In [None]:
%load_ext autoreload
%autoreload 2

In [None]:
# default_exp Kaggle_TPS_Challenge_Nov_2021_XGB

# Kaggle TPS Challenge (Nov 2021)

> A Tutorial to showcase usage of Tabular_ML_Toolkit library on Kaggle TPS Challenge Nov 2021

In [None]:
#hide
from nbdev.showdoc import *
from nbdev import *

In [None]:
from tabular_ml_toolkit.MLPipeline import *
import pandas as pd
from sklearn.metrics import roc_auc_score,accuracy_score

#### Build MLPipeline Class with Kaggle TPS Challenge data

*You can use MLPipeline to quickly train any model which supports scikit-lear fit and transform methods.

For example, Here we are using LogisticRegression from Scikit-Learn, on  [Kaggle TPS Challenge (Nov 2021) data](https://www.kaggle.com/c/tabular-playground-series-nov-2021/data)*

In [None]:
# Dataset file names and Paths
DIRECTORY_PATH = "/Users/pankajmathur/kaggle_datasets/tps_nov_2021/"
TRAIN_FILE = "train.csv"
TEST_FILE = "test.csv"
SAMPLE_SUB_FILE = "sample_submission.csv"

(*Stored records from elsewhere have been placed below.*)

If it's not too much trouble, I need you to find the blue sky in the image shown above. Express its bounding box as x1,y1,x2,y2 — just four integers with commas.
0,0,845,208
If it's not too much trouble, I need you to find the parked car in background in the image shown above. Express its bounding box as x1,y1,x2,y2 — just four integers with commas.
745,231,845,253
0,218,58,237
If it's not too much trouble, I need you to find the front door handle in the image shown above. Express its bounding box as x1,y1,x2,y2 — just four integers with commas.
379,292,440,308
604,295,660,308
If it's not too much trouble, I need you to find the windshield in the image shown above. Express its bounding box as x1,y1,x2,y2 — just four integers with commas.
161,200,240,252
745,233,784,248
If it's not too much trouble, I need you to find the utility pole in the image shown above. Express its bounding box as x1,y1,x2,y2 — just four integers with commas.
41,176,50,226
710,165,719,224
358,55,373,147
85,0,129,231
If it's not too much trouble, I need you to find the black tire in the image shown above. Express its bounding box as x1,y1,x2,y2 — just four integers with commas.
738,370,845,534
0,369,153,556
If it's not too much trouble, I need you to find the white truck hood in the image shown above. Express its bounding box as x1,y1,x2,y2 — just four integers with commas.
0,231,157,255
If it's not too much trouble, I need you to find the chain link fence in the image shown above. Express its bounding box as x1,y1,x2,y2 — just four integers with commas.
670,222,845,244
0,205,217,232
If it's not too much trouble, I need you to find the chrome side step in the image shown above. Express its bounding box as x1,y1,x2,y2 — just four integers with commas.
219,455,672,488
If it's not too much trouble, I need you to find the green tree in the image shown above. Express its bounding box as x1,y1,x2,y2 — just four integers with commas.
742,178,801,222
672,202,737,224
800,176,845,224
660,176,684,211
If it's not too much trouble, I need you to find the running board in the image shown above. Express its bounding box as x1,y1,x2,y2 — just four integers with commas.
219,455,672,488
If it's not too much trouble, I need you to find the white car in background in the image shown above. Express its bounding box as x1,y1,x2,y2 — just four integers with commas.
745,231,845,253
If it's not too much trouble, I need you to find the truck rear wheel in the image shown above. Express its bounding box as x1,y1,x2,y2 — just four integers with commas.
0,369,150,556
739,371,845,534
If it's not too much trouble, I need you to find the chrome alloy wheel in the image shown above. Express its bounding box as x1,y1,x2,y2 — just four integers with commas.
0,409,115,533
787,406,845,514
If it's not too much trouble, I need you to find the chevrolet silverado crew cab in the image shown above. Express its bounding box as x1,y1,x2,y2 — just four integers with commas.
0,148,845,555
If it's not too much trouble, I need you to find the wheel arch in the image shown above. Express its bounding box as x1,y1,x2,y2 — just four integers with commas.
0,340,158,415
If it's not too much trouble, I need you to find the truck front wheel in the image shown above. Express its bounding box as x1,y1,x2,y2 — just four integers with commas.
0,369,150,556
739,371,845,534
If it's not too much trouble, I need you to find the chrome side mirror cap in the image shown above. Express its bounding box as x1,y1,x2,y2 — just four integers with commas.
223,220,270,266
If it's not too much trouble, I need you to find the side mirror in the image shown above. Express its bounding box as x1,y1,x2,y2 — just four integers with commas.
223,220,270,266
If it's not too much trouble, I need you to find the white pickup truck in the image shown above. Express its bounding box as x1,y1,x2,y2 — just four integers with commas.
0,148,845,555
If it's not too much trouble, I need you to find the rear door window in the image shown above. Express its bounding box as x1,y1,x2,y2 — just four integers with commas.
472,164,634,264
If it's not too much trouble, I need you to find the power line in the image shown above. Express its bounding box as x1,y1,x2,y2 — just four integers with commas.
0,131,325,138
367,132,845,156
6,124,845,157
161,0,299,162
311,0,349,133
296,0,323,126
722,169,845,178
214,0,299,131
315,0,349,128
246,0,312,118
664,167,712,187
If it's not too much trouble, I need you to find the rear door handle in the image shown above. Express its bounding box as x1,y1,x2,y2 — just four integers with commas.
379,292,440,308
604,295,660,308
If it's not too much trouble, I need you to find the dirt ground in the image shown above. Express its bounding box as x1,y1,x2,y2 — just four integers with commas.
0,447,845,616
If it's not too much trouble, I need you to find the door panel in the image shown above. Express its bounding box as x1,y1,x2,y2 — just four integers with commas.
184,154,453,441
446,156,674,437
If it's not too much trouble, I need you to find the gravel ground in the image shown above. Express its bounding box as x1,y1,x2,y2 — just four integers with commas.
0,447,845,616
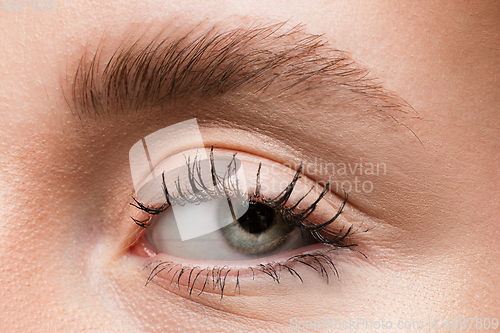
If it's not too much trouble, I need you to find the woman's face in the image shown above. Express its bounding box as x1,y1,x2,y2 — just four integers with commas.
0,0,500,332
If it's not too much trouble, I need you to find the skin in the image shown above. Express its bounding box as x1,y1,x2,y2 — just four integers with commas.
0,0,500,332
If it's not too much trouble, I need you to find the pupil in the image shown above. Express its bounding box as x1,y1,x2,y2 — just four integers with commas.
238,202,275,234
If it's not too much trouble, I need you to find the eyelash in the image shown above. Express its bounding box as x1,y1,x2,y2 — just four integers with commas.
130,146,366,299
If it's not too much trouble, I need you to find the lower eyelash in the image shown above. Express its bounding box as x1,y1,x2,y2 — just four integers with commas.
144,251,339,300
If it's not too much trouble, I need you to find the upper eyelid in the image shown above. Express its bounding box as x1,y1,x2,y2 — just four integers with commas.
131,147,356,247
63,23,408,123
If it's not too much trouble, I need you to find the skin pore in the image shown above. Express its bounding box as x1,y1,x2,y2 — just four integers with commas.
0,1,500,332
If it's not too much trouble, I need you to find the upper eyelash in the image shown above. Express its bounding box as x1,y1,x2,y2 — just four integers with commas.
130,146,357,247
144,251,339,300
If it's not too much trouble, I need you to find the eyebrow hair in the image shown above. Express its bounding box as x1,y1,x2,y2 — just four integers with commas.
63,23,406,120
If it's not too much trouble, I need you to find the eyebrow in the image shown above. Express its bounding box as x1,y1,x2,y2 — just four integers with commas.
66,23,408,121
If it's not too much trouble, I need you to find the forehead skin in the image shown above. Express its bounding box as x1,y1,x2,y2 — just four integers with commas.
0,0,500,332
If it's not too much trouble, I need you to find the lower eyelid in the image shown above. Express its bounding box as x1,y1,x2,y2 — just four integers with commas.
129,244,338,298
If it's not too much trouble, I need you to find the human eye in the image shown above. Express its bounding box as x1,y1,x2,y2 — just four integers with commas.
127,119,358,298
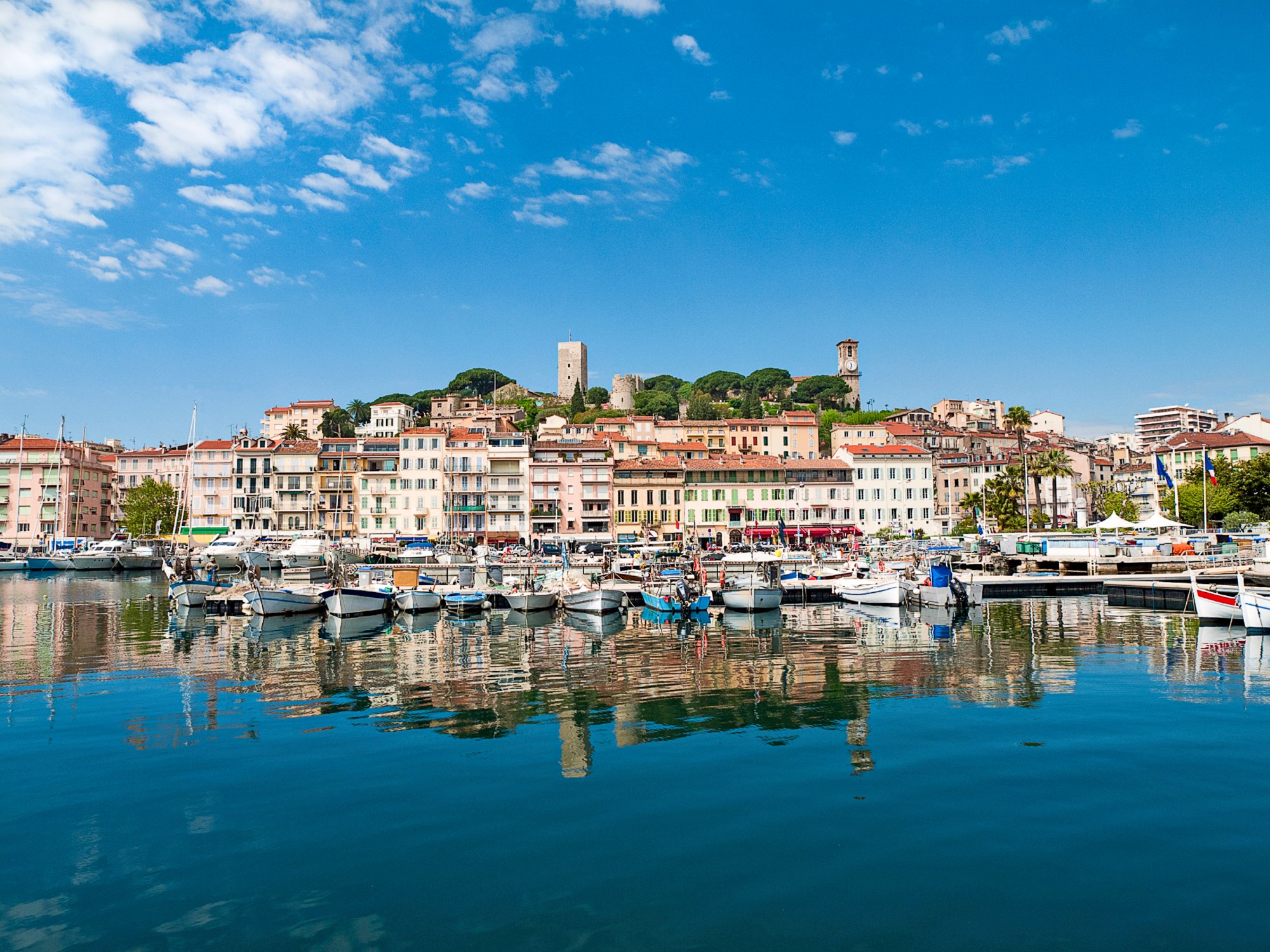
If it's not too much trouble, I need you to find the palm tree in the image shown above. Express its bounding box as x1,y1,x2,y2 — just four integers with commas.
348,400,371,426
1033,449,1073,529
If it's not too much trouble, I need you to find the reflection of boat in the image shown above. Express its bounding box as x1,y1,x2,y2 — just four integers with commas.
446,592,485,614
833,575,903,605
243,585,323,614
392,589,441,614
1191,572,1243,622
507,611,555,628
564,612,626,635
246,614,318,640
321,614,390,641
720,608,784,631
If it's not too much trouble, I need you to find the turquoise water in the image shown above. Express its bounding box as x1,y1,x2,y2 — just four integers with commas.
0,575,1270,951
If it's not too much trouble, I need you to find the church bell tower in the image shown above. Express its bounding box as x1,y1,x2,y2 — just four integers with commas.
838,338,862,409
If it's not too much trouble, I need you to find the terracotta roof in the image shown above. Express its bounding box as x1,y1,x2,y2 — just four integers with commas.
838,443,931,456
683,453,785,470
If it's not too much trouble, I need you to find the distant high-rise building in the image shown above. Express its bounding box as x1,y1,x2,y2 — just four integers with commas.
556,340,587,400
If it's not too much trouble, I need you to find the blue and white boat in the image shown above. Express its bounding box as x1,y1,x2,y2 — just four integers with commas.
446,592,485,614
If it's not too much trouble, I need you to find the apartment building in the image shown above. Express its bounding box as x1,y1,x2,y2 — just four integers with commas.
0,437,114,550
315,438,361,538
836,444,939,534
260,400,335,439
357,438,408,536
273,439,321,531
613,454,686,542
530,439,613,542
357,400,414,439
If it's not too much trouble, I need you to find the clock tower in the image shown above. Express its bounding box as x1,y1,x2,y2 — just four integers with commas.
838,338,862,409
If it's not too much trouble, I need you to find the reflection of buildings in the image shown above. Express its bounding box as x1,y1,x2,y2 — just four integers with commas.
7,578,1270,777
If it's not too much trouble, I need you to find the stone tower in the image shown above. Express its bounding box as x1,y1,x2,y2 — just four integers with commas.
838,338,862,407
556,340,587,400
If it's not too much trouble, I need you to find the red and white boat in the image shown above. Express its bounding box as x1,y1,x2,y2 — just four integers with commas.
1191,572,1243,622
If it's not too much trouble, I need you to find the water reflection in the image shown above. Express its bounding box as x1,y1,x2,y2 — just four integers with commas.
0,581,1270,778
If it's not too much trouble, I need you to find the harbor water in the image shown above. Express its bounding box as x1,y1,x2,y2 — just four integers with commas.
0,572,1270,952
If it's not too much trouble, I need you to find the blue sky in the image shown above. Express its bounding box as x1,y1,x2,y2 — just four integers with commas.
0,0,1270,444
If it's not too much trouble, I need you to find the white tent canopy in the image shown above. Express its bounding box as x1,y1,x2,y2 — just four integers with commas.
1137,513,1186,529
1093,513,1133,529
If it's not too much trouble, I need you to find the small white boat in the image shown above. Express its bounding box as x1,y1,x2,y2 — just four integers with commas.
321,586,394,618
392,589,441,614
1238,572,1270,628
833,575,904,605
503,592,556,613
278,536,329,569
1191,572,1243,622
243,585,324,616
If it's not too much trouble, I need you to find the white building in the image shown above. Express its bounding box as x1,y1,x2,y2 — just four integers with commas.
1133,404,1220,449
834,443,939,536
357,400,414,439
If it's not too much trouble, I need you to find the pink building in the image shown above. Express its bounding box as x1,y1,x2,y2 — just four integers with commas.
0,437,114,550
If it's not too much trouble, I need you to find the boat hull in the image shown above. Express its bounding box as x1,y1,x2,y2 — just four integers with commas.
503,592,555,612
834,579,904,605
640,592,710,612
723,588,785,612
243,589,324,616
392,589,441,614
561,589,622,614
321,589,392,618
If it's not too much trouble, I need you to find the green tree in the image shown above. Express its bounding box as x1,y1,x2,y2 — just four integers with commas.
348,400,371,426
634,390,679,420
692,371,745,400
446,367,516,396
742,367,794,399
794,373,851,407
1033,449,1072,529
687,390,720,420
319,406,357,437
123,476,177,536
644,373,687,393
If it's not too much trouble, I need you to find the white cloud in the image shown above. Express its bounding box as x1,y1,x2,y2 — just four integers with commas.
984,155,1031,179
69,251,128,282
300,171,353,195
1111,119,1142,138
318,152,391,192
467,13,542,56
248,264,292,288
177,185,278,215
671,33,711,66
291,188,348,212
988,20,1054,46
182,274,234,297
578,0,662,19
446,182,494,204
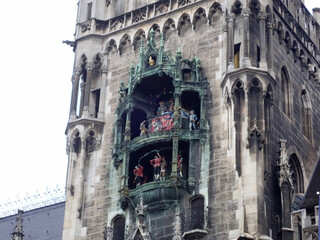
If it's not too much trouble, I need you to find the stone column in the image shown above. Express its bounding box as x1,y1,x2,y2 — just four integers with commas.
267,21,275,77
222,24,228,72
199,94,207,129
83,63,93,117
173,91,181,128
278,139,294,239
98,66,108,120
70,67,81,120
258,11,267,70
228,13,235,70
170,132,179,179
241,8,251,67
79,79,86,117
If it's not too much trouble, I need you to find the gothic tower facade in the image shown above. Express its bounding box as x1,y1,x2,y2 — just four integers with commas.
63,0,320,240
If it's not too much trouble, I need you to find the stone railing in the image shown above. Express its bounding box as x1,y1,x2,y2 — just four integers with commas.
273,0,320,62
77,0,206,38
0,185,66,218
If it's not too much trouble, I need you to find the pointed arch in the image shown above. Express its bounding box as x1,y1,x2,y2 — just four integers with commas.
232,80,246,176
231,0,243,15
177,13,191,35
148,23,161,39
112,215,126,239
291,40,299,62
71,129,81,153
249,0,261,16
93,53,103,69
105,39,117,54
208,2,222,25
80,53,88,69
281,66,291,118
85,129,98,153
301,89,312,141
192,8,207,30
249,78,263,124
224,87,233,150
289,153,304,195
284,31,292,54
277,22,284,44
118,34,131,55
132,29,146,50
162,18,176,36
263,84,273,176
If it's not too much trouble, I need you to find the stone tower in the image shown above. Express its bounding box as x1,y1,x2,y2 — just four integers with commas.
63,0,320,240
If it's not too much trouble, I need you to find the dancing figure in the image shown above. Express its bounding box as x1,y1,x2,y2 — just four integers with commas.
150,152,162,181
152,118,162,132
157,101,168,115
178,155,183,177
160,156,168,181
189,110,198,131
133,164,144,187
140,120,149,136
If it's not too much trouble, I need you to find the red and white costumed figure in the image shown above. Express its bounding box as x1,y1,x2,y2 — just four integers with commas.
178,155,183,177
133,164,144,187
150,152,162,180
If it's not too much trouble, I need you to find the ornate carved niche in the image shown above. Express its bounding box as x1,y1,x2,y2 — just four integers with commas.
178,0,191,7
132,7,147,23
156,0,170,14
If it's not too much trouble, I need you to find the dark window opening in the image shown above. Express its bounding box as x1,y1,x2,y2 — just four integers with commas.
72,132,81,153
234,43,241,69
87,3,92,20
112,216,125,240
92,89,100,117
257,46,260,67
191,196,204,229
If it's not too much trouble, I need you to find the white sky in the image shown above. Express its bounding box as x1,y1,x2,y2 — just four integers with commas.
0,0,320,212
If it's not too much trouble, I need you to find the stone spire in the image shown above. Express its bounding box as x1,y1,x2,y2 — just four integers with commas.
11,210,24,240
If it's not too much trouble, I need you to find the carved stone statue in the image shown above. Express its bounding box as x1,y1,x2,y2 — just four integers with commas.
118,81,127,103
140,120,149,136
150,153,162,180
149,56,156,66
160,156,168,181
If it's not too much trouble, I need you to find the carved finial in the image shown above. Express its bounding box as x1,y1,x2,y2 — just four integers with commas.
11,210,24,240
130,61,135,76
172,213,182,240
136,197,148,229
177,44,181,58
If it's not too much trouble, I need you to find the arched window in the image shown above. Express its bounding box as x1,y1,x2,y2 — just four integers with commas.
289,154,304,194
301,89,312,141
281,67,291,118
112,216,125,240
190,195,204,229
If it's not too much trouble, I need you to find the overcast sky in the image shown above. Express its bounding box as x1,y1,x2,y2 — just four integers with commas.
0,0,320,214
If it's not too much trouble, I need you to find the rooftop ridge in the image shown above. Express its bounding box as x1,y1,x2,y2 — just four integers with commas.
0,185,66,218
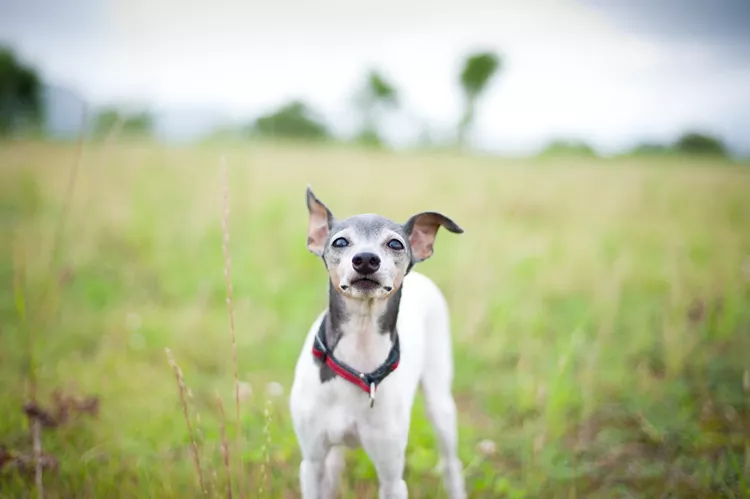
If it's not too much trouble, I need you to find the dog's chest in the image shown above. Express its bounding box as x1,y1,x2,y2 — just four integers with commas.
322,404,360,447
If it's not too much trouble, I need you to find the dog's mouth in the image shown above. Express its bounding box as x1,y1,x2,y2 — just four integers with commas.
351,277,380,291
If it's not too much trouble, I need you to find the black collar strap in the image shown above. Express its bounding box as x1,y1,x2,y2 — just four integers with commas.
313,317,401,407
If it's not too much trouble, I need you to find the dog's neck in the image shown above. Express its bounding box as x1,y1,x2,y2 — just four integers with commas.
326,281,401,348
320,282,402,382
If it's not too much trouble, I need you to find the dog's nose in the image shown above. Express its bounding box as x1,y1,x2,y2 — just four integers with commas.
352,253,380,275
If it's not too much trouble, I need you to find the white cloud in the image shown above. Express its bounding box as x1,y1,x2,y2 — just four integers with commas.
5,0,748,151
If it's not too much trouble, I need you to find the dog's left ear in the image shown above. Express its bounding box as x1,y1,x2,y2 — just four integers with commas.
403,211,464,263
307,186,335,256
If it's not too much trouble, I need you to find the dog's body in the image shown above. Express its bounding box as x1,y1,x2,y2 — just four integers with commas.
290,189,465,499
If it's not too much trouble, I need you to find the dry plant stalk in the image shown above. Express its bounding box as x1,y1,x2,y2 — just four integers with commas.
39,108,88,311
216,393,232,499
742,368,750,475
221,157,242,496
31,418,44,499
164,348,208,496
258,399,271,497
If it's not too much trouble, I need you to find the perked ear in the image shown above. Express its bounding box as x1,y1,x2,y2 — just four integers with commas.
404,211,464,263
307,185,335,256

#### Let's Use XGBosst on MLPipeline

*You can also use MLPipeline with XGBoost model, Make sure to install XGBooost depending upon your OS.*

*For example, Here we are using LogisticRegression from Scikit-Learn, on  [Kaggle TPS Challenge (Nov 2021) data](https://www.kaggle.com/c/tabular-playground-series-nov-2021/data)*

In [None]:
# Best way to install xgboost if you are on macosx and windows machine is using conda
# !conda install -c conda-forge xgboost

In [None]:
# set xgb_params
xgb_params = {
    'n_estimators': 1000,
    'learning_rate': 0.01,
    'max_depth': 9,
    'booster': 'gbtree',
    'eval_metric': 'auc',
#     'tree_method': 'gpu_hist',
#     'predictor': 'gpu_predictor',
    'use_label_encoder': False,
    'random_state': 42
}

In [None]:
from xgboost import XGBClassifier
# create xgb Classifier model
xgb_model = XGBClassifier(**xgb_params)

In [None]:
# createm ml pipeline for xgb model
xgb_ml_pl = MLPipeline().prepare_data_for_training(
    train_file_path= DIRECTORY_PATH + TRAIN_FILE,
    test_file_path= DIRECTORY_PATH + TEST_FILE,
    idx_col="id",
    target="target",
    model=xgb_model,
    random_state=42,
    valid_size=0.2)

In [None]:
# Quick check on dataframe shapes
print(f"X_train shape is {xgb_ml_pl.dataframeloader.X_train.shape}" )
print(f"X_valid shape is {xgb_ml_pl.dataframeloader.X_valid.shape}" )
print(f"y_train shape is {xgb_ml_pl.dataframeloader.y_train.shape}")
print(f"y_valid shape is {xgb_ml_pl.dataframeloader.y_valid.shape}")

In [None]:
# Fit & Predict
xgb_ml_pl.scikit_pipeline.fit(xgb_ml_pl.dataframeloader.X_train,
                              xgb_ml_pl.dataframeloader.y_train)
preds = xgb_ml_pl.scikit_pipeline.predict(xgb_ml_pl.dataframeloader.X_valid)
preds_probs = xgb_ml_pl.scikit_pipeline.predict_proba(xgb_ml_pl.dataframeloader.X_valid)[:, 1]

In [None]:
# quick check on predictions and predictions probabilities shape
print(f"preds shape is {preds.shape}" )
print(f"preds_probs shape is {preds_probs.shape}" )

In [None]:
# Metrics
auc = roc_auc_score(xgb_ml_pl.dataframeloader.y_valid, preds_probs)
acc = accuracy_score(xgb_ml_pl.dataframeloader.y_valid, preds)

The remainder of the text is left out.